Leaving, she heard herself say, ‘I want this destroyed too.’

John began to argue, but by then she was in the corridor where the picture of Clara de Montfort had once hung and she didn’t hear him.

*

Later, they argued again.

Unable to afford more than twenty-four hours’ equipment hire, John had asked the builders to work under arc lights until the job was done. Breaking through the concrete at about half past eight in the evening, they made a curious find in the sour earth beneath: a little mud-coloured drawstring bag of chamois leather, so hardened and distressed that it could no longer be opened but had to be pulled away from its own contents in strips. It was obviously very old. They switched off the compressor – silence pressed up against their ears – and stood, passing the bag puzzledly from hand to hand; then shrugged and called for John Dawe, who arrived with his daughter riding on his shoulders.

Eleanor stared around the courtyard with a kind of sleepy hauteur, taking in the workmen, the ploughed-up concrete, the dust drifting about under the glaring lights. ‘Poo,’ she said. But she was fascinated by what they had found and, by the time John carried her back into the kitchen half an hour later, he had already given it to her.

‘I wish you hadn’t done that,’ Anna said. ‘I really do.’

John looked mulish. ‘What harm can it do?’

‘We haven’t got any idea what it is or how it came to be there—’

They persuaded Eleanor to swap it temporarily for two squares of organic chocolate, so that Anna could turn it over in her hands – the figure of a squatting woman, three or four inches high, carved in cream-coloured bone, feet placed squarely apart as if for purchase on an invisible floor, her thighs, pelvis and partly exposed vulva massively proportioned, crudely worked yet detailed enough to have an immediate impact on the viewer. Everything else seemed unfinished, sketched-in, as if the sculptor had lost interest – everything, that is, but the expression on the face, which was both disturbing and inexplicable. The mouth opened as wide as it would go to admit some formless cry, the lips pulling themselves back and down, the eyes staring but unfocused. What had she been designed to signify, this icon of some vanished culture? Not anguish, precisely. Not pain, not effort, not rage, not sexual exultation. Something without a name, something that bore a resemblance to all those things. In the end you were left with those two impressions – the open thighs and planted feet, the enduring roar of… what?

Loss, Anna thought. Some kind of triumphant loss. Can you have that? How appalling. She weighed the figure in her hand. It seemed, on reflection, too heavy to be bone. She thought it might be flint, a coated flint, creamy white, out of the chalk downs. But how would you carve flint? Unless, she thought, it hadn’t been carved at all—

She made up her mind suddenly. ‘I don’t want her to have it.’

‘Oh, come on, Anna. It’s ugly, but she doesn’t know that.’

‘That’s not the point,’ Anna insisted. ‘She gets these things, she keeps them for a while, then they turn up in the knot garden, John. What’s happening to them? How are they getting there? Don’t you want to know?’

He opened his mouth, then shook his head as if he couldn’t think what to say. ‘Anna—’

‘You don’t,’ she said, ‘do you? You don’t think this is important.’

He put his arm round her and tried to calm her down. ‘The things that happened in this house are finished. All that ended two years ago. You’re right. I don’t want to think about Stella, or reincarnation, or what that might mean for us. But it’s not denial. It’s that I have a wife and a child and a house to look after. Look at me, Anna. No, look at me. I love you and I love Eleanor. There isn’t a day on which I don’t puzzle over everything that happened to us here. What we learned was wonderful and strange. But how can we go forward if we let it fill our minds? And how can we ever be free of Stella if all we do is see her in every little thing that happens?’

‘John—’

‘Anna, these are just objects Eleanor picks up and puts down, like any kid. They’re just toys. While you’re worrying yourself sick about them, someone has to look after the ordinary stuff, someone has to do the real work. And I think you’re in danger of forgetting that.’

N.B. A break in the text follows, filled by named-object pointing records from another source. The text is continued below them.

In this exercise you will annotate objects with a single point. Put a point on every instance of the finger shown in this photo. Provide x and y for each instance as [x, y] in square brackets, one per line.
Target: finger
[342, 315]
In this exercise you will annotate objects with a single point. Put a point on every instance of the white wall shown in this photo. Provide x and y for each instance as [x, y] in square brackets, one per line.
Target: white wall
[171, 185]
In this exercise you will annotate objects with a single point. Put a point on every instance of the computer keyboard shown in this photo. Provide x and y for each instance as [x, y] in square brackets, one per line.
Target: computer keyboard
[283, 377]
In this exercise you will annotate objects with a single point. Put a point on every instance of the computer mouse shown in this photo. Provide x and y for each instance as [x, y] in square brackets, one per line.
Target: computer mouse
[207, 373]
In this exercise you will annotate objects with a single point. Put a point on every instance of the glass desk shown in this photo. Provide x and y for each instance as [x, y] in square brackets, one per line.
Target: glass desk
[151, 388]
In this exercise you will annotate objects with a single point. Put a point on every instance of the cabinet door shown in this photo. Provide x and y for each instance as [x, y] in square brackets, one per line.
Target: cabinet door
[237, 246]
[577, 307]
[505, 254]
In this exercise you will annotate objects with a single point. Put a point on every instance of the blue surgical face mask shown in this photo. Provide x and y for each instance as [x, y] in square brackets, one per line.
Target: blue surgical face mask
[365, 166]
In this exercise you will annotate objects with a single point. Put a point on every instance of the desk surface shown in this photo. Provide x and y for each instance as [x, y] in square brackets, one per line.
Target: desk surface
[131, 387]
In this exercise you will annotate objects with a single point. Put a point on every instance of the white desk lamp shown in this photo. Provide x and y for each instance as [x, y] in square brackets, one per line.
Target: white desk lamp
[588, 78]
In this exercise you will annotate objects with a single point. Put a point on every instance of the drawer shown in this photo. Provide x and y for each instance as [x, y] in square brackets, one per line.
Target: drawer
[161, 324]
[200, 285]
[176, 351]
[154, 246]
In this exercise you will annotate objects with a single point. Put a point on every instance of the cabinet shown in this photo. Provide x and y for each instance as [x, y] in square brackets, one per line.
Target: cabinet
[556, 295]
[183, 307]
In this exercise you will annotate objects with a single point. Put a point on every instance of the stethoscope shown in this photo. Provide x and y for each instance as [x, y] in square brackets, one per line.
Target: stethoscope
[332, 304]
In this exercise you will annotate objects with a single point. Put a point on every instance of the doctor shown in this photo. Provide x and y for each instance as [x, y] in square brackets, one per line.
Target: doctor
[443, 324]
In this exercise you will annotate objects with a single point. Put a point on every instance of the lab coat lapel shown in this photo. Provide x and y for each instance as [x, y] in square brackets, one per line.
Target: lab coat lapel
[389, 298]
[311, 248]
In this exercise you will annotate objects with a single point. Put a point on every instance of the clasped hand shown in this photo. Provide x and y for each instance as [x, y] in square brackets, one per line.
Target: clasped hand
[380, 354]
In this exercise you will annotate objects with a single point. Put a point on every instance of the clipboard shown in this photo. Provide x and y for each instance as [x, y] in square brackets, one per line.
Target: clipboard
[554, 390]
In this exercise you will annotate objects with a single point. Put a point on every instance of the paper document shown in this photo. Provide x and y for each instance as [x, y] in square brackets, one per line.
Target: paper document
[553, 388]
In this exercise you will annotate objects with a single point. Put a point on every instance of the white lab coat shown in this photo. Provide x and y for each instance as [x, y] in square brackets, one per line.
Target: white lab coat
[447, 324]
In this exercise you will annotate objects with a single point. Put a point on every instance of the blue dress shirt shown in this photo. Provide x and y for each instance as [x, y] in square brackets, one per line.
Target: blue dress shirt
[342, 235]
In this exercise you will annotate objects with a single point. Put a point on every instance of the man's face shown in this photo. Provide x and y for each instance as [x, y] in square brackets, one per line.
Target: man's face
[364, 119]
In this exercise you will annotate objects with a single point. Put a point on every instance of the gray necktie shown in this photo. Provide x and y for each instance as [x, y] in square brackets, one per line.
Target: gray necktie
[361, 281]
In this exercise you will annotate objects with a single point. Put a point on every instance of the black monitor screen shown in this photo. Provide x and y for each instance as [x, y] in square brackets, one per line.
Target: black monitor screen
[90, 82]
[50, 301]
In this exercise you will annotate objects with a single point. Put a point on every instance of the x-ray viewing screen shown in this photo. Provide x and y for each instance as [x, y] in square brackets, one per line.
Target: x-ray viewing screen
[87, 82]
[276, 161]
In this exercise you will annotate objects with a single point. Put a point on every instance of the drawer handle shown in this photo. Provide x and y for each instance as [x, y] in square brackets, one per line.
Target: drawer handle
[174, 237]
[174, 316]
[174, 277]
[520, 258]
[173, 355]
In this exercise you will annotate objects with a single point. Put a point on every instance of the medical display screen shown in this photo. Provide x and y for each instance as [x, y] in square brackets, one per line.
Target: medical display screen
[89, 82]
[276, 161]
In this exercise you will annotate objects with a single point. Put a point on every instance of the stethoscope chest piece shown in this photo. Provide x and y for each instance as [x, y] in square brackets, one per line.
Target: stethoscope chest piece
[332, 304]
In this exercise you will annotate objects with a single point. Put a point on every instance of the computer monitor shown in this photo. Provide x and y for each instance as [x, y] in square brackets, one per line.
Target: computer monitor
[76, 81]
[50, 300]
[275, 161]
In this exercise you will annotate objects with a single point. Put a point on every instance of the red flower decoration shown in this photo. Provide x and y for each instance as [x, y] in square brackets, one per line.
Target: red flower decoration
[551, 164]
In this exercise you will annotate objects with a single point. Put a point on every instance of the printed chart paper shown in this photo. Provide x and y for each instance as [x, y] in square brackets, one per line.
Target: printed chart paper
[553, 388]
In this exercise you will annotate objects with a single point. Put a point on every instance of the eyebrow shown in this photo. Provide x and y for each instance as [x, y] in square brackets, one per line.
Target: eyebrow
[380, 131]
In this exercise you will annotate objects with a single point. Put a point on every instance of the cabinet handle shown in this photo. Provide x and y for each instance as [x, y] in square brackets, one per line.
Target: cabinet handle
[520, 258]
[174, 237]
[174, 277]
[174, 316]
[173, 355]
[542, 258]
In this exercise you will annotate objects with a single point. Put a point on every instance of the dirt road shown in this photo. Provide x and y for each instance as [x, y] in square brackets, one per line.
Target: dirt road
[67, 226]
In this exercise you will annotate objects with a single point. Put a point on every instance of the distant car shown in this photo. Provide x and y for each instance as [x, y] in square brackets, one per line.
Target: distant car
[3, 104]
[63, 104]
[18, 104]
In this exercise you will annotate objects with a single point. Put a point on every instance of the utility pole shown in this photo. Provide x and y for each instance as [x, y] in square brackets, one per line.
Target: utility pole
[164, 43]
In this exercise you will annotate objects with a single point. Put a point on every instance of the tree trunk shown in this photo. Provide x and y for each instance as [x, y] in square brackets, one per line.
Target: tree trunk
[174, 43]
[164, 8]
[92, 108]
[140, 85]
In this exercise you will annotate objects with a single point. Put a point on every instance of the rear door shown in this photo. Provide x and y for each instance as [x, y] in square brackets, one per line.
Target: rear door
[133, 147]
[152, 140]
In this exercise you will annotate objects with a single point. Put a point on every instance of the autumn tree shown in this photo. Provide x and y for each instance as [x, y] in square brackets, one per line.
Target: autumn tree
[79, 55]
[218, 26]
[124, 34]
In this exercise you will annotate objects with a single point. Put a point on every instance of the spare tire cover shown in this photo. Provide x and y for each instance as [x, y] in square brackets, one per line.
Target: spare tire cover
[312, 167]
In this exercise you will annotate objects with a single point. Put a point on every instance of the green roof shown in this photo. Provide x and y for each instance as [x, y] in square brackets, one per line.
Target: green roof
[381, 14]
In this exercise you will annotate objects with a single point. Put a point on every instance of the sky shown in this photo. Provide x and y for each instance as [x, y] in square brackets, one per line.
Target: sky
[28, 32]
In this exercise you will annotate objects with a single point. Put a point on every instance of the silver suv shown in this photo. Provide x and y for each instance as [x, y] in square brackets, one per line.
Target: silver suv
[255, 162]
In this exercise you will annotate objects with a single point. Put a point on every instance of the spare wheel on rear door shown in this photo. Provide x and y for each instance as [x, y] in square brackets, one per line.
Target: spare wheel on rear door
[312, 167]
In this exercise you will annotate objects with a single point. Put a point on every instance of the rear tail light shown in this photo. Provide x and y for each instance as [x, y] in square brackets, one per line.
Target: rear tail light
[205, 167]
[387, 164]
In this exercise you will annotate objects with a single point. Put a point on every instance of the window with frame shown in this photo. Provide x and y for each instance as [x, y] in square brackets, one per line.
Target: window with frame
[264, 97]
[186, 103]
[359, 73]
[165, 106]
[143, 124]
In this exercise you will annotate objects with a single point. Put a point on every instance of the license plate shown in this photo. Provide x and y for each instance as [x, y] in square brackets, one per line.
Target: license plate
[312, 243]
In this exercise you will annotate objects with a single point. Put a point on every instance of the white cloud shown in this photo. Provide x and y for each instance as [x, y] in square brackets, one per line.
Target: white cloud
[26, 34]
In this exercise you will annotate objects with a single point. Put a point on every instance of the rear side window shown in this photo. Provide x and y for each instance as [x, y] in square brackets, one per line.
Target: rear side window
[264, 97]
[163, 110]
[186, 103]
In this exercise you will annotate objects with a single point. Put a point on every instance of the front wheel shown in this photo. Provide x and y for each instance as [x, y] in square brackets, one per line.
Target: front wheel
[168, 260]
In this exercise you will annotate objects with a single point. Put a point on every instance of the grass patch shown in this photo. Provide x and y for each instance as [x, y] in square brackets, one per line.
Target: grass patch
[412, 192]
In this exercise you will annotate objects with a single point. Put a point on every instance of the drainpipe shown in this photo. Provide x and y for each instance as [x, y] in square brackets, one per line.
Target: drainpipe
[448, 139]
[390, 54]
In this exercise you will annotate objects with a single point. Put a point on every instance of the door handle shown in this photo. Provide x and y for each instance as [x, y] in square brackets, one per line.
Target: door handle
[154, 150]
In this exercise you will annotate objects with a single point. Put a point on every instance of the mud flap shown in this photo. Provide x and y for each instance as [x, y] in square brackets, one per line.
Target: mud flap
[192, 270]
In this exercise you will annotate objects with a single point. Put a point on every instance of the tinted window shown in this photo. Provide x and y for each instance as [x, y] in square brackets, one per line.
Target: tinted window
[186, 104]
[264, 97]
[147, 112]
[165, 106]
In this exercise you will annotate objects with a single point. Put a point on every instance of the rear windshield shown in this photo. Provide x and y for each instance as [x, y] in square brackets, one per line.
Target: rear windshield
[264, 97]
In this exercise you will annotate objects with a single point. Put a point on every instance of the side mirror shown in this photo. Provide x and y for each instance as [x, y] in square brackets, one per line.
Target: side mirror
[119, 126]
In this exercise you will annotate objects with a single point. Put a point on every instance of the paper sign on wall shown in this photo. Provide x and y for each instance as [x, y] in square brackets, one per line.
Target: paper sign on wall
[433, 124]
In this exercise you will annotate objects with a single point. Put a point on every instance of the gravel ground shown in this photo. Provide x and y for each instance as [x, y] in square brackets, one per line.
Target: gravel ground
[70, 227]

Anna stared at him in disbelief. She pulled away. ‘That’s so unfair,’ she said. ‘That’s just so bloody unfair!’ She threw the figure down on the table in front of him. It fell oddly, spinning and flickering in the kitchen light, making a noise like the rattle of dice. Anna blinked and reached out her hand to stop it. ‘You’re the dreamer, not me.’

*

I learned how Izzie’s other name is the Fat Lady from Under the Earth, and how important she is for everything around here.

This is how it came about: it’s night and I’m busy, busy, busy about the place – what’s new? – hiding a secret here, a secret there, and I see how the corridors are suddenly elongating in the shadows, elongating and opening out until they don’t look like corridors any more but like roads. (What do you know about roads my sweetling, Izzie says, but she doesn’t see everything I do, and I know, I know.) In a flash they lead everywhere these roads, outwards, outwards, outwards. It would be a crazy ride on any one of them, you would speed like in your dreams.

This is it, though:

I see where they lead outwards from, these roads. I see the big knot under the garden maze, trapped and pulsing, the knot that Izzie made a million years ago, before this was a house at all.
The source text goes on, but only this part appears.